Man and Meaningco-produced and written by G. The ideas have great appeal. His ambition is to set us free. He unashamedly states that he will prove the underlying truths about poetry by offering a critique from his own experiences. In contrast, the phenomenal, or familiar, world is said to be riddled with our subjectivity.
View all 7 comments.
The film Owen Barfield: Or maybe I’m just a Gen-Xer with a heightened awareness of the role of stories and filters and worldviews. Tennyson may have meant the analogy to suggest influence, rather than relative stature. I know some reading I want to do, and I may find time to read again with that additional context.

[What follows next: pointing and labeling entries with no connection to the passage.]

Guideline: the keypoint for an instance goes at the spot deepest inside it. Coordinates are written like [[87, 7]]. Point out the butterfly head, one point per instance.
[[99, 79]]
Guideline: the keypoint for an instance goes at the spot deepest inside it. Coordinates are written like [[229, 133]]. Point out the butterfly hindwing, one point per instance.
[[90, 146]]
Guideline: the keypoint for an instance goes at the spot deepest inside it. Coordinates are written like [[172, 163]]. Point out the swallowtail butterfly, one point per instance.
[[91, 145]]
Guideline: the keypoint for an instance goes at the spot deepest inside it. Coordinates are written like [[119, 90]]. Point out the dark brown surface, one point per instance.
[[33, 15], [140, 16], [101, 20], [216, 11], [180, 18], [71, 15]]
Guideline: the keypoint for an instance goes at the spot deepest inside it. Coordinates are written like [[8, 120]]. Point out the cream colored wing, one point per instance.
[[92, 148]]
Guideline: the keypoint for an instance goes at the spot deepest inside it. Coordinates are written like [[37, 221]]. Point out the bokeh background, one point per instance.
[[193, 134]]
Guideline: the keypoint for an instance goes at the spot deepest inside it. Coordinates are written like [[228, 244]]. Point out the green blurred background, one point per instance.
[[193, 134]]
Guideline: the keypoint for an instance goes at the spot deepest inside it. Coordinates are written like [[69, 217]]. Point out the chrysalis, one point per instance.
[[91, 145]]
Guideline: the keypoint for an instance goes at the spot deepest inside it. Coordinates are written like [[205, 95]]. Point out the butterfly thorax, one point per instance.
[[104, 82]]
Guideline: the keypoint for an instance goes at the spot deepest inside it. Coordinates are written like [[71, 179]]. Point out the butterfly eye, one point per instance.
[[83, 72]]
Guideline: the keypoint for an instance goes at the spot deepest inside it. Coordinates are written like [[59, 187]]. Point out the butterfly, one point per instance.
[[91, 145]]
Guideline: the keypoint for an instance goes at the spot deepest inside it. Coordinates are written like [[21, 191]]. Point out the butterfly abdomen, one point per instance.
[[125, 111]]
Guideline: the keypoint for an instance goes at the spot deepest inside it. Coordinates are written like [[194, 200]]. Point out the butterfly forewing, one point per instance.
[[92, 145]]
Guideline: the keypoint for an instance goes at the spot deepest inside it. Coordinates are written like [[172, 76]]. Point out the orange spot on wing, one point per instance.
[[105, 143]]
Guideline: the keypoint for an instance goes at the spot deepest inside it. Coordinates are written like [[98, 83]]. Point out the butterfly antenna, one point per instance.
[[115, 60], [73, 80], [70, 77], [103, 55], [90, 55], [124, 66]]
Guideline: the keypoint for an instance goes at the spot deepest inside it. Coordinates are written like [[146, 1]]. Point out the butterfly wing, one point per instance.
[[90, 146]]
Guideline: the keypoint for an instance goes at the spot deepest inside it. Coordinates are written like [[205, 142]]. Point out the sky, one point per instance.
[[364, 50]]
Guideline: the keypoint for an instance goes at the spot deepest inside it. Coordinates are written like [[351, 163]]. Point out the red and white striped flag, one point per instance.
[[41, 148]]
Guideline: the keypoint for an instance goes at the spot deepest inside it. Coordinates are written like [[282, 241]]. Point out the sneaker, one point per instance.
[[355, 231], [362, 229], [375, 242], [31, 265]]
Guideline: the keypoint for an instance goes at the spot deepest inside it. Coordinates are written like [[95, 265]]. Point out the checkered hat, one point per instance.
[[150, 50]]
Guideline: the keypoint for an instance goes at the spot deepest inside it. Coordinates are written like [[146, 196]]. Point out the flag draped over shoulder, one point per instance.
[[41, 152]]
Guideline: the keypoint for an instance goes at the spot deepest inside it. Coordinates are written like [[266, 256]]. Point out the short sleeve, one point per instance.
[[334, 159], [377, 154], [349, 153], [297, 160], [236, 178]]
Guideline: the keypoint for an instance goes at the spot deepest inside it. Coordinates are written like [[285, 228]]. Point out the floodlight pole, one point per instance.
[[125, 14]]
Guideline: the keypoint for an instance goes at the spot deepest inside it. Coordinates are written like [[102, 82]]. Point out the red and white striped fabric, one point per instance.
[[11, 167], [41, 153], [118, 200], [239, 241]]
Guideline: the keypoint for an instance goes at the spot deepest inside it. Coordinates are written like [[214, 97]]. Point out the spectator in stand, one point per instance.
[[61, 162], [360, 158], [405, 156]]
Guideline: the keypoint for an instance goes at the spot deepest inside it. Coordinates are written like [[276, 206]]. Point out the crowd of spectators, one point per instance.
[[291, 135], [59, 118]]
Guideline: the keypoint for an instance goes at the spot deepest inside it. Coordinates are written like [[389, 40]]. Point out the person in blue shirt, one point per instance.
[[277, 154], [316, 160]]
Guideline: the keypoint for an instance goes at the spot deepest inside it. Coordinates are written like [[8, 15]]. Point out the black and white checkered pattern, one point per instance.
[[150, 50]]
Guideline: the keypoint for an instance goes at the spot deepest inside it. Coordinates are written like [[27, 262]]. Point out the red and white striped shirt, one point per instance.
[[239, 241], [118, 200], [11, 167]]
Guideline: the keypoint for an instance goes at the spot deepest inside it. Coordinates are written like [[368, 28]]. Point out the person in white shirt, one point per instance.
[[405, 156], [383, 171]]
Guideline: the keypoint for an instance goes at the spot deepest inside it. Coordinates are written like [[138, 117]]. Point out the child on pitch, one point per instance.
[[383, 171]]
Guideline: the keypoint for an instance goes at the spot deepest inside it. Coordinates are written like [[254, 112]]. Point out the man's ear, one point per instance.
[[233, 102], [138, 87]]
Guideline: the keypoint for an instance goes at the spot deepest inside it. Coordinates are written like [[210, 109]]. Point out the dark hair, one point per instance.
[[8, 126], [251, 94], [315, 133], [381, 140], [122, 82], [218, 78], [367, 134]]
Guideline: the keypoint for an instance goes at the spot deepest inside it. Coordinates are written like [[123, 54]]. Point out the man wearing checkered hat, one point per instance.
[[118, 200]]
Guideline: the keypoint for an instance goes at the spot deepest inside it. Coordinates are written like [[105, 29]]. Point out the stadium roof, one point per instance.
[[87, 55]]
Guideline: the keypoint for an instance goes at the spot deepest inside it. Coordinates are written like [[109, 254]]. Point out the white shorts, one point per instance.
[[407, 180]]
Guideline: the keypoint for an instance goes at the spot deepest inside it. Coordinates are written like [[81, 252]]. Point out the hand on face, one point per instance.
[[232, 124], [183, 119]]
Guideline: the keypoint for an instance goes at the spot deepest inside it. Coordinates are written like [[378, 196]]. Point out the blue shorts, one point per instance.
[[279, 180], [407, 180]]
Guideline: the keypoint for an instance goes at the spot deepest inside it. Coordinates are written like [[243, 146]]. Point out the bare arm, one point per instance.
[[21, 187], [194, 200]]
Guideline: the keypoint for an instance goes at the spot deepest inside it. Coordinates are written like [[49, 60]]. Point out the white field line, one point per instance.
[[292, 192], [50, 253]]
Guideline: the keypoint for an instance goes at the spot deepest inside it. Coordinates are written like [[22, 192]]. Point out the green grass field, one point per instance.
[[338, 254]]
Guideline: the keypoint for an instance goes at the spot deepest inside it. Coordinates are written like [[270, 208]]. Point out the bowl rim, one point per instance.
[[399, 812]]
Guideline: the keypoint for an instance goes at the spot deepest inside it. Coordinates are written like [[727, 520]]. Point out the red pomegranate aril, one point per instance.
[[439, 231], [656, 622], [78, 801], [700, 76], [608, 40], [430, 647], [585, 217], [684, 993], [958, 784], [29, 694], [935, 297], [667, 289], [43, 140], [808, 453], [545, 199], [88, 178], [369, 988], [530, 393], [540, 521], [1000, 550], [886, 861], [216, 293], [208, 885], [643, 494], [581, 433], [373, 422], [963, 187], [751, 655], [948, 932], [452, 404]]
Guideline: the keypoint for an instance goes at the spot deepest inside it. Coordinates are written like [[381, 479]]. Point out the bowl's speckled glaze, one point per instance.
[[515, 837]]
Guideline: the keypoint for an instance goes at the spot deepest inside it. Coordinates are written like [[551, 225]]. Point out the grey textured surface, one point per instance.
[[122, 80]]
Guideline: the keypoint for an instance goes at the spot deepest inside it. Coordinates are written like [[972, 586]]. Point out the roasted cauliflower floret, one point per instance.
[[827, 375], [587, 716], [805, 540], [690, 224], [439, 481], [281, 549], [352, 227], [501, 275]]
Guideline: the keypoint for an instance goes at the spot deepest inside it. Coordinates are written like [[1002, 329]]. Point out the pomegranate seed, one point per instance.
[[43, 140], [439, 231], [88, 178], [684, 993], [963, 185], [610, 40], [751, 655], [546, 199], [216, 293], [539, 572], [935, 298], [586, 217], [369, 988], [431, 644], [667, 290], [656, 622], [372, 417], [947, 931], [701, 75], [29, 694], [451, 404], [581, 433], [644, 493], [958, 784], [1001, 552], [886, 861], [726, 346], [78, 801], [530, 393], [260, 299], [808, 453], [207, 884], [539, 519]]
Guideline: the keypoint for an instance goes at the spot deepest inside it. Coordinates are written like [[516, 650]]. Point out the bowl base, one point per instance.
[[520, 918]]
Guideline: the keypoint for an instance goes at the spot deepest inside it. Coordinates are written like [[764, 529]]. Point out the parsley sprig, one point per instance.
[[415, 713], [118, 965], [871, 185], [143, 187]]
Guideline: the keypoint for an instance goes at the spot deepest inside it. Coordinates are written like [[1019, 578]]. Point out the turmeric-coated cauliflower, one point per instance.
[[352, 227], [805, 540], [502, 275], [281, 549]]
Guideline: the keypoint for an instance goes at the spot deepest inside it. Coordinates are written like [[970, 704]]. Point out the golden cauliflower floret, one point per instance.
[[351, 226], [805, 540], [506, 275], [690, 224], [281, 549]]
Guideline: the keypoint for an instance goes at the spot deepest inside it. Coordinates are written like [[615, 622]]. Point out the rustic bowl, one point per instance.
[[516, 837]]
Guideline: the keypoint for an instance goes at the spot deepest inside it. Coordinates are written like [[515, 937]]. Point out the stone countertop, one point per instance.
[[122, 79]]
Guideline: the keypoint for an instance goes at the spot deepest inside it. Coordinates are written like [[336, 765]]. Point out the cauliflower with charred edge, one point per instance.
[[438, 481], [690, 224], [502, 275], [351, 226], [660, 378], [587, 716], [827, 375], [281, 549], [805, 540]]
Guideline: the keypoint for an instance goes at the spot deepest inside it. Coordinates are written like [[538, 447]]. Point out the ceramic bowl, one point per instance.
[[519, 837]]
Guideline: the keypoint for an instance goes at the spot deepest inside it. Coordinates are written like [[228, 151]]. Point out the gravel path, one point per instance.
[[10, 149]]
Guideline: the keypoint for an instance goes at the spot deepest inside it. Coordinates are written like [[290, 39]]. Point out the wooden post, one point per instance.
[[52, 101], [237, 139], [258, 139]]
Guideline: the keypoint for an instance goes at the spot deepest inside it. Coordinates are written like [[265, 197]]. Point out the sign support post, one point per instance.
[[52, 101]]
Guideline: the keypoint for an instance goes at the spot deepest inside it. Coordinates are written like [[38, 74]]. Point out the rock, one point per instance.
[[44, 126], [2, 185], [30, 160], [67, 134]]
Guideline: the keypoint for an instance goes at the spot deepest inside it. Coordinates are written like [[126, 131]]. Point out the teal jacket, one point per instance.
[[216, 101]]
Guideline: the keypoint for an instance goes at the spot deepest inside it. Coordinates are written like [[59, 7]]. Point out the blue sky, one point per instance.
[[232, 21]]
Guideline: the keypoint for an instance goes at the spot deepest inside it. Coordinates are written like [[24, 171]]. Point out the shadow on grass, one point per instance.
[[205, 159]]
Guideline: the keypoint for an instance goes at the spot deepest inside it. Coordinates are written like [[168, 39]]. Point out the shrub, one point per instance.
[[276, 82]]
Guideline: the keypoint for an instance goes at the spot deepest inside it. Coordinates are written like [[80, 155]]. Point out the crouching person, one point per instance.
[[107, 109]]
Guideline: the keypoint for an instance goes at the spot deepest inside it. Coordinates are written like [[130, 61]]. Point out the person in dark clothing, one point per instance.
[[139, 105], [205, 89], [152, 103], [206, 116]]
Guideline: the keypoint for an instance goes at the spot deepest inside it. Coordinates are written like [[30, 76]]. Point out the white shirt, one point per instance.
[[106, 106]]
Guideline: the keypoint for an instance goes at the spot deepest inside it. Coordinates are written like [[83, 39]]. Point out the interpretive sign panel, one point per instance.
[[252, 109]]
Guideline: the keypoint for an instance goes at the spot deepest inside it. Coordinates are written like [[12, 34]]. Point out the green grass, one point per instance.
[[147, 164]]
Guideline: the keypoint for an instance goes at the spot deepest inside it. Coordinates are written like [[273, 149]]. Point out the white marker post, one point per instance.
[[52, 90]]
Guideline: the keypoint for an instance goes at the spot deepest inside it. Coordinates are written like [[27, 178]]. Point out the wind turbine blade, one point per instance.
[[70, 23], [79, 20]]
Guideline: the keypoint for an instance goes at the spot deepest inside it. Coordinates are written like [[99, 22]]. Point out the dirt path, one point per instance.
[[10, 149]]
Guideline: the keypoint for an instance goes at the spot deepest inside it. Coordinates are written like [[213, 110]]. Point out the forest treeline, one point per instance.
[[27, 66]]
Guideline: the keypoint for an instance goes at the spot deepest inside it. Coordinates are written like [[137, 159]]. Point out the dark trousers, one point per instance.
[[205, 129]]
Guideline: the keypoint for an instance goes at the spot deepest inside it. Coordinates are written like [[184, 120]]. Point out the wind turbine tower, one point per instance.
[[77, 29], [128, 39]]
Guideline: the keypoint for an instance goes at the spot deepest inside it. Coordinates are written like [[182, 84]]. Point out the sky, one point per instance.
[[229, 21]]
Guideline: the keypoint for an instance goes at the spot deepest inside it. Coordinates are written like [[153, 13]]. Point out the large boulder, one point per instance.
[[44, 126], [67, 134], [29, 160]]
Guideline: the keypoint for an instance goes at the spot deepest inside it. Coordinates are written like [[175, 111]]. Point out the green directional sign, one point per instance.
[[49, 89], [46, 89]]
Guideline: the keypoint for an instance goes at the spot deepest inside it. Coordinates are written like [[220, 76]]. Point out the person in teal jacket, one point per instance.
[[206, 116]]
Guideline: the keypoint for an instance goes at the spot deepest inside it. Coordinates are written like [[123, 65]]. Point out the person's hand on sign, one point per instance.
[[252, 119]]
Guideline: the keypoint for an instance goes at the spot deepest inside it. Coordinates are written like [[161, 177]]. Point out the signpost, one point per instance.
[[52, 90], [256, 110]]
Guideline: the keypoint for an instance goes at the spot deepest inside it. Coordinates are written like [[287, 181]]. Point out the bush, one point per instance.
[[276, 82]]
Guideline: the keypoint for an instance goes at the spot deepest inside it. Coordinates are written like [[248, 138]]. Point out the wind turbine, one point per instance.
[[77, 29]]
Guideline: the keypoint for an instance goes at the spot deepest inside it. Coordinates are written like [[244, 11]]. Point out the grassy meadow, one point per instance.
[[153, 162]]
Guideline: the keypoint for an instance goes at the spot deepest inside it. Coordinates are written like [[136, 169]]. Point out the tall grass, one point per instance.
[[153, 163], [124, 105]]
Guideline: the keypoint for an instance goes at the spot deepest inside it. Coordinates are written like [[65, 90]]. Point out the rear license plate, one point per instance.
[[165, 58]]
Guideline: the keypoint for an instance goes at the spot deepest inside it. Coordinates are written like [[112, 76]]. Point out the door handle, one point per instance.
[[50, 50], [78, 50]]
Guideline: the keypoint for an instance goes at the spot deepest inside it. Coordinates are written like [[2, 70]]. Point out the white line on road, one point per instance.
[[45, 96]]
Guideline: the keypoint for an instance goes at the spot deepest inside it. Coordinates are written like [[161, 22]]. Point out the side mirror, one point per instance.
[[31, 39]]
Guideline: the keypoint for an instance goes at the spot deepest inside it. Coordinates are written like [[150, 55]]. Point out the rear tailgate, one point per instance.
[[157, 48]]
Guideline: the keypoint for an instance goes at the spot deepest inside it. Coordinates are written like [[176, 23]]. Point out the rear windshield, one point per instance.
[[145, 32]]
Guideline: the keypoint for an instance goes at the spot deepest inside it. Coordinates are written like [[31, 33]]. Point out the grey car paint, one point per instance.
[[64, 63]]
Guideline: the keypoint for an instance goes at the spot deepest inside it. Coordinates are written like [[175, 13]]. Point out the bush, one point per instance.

To see what your friends thought of this book, please sign up.
He had three elder powtic I recommend it to those of you who are poets or love poetry. He is not so much the alter ego as the antiself. The real shame is that he overreaches so far that I can no longer agree with him.
What I mostly derived from it was how poorly educated I really am. I have read literary criticisms of Tolkien’s work. Barfield seems to think these metaphors address natural relationships inherent in a culture’s language — he’s got some fancy ideas about the progression of language from times prehistoric to modern as it relates to the poetry inherent in the language — which suggests that the meaning comes down to the person to the extent that the person is perceptive of the relations e.
There is absolutely more to this book than I have gotten from it on this read, so someday I’m gonna have to read it again. Their sole grandchild is Owen A. Once the reader begins to adapt, however, they find some of the most fair, rich, and worthy words on the subject of words and their meanings. Tennyson; David LaveryBen Levin, ed.
A Biography of Friendship.
Lewisan appreciable effect on J. Open Preview See a Problem?
Bacon, Newton, Ppoetic, Hobbes I really loved this book. This is because his words are indelibly inviting. Lewis called the “wisest and best of my unofficial teachers,” is a philosopher and author of many books, including Saving the Appearances, Unancestral Voice, The Rediscovery of Meaning and Other Dicrion, Owen Barnfield on C. Lewis and Ronald Knox in Conversation. This was definitely new territory for me. Then I kept seeing Barfield’s name and I found out that lots of people were deeply influenced by his thinking and not just his close friend and the person to whom this book is dedicated, C.
Abrams’s Mirror and the Lamp ; Bodkin; Fiedler Lewis one day made the mistake of referring to philosophy as “a subject. What’s more, this ur- poetry is supposedly a “truer” state of understanding of the universe than the cult of modern empiricism offers.
Otherwise A difficult book, written for those of a classical education that as a practical matter doesn’t exist anymore. Yes indeed, Barfield attempts all that, nor am I ambitious enough to summarize the theory of poetry that he takes pages to unfold. But Barfield’s greater agenda is “a study of meaning”. In any event, Barfield lays out an sequence of interesting examples of how words have danced with meaning, and how that dance has changed leading up to modern times.
He has read all the right books but has got the wrong thing out of every one.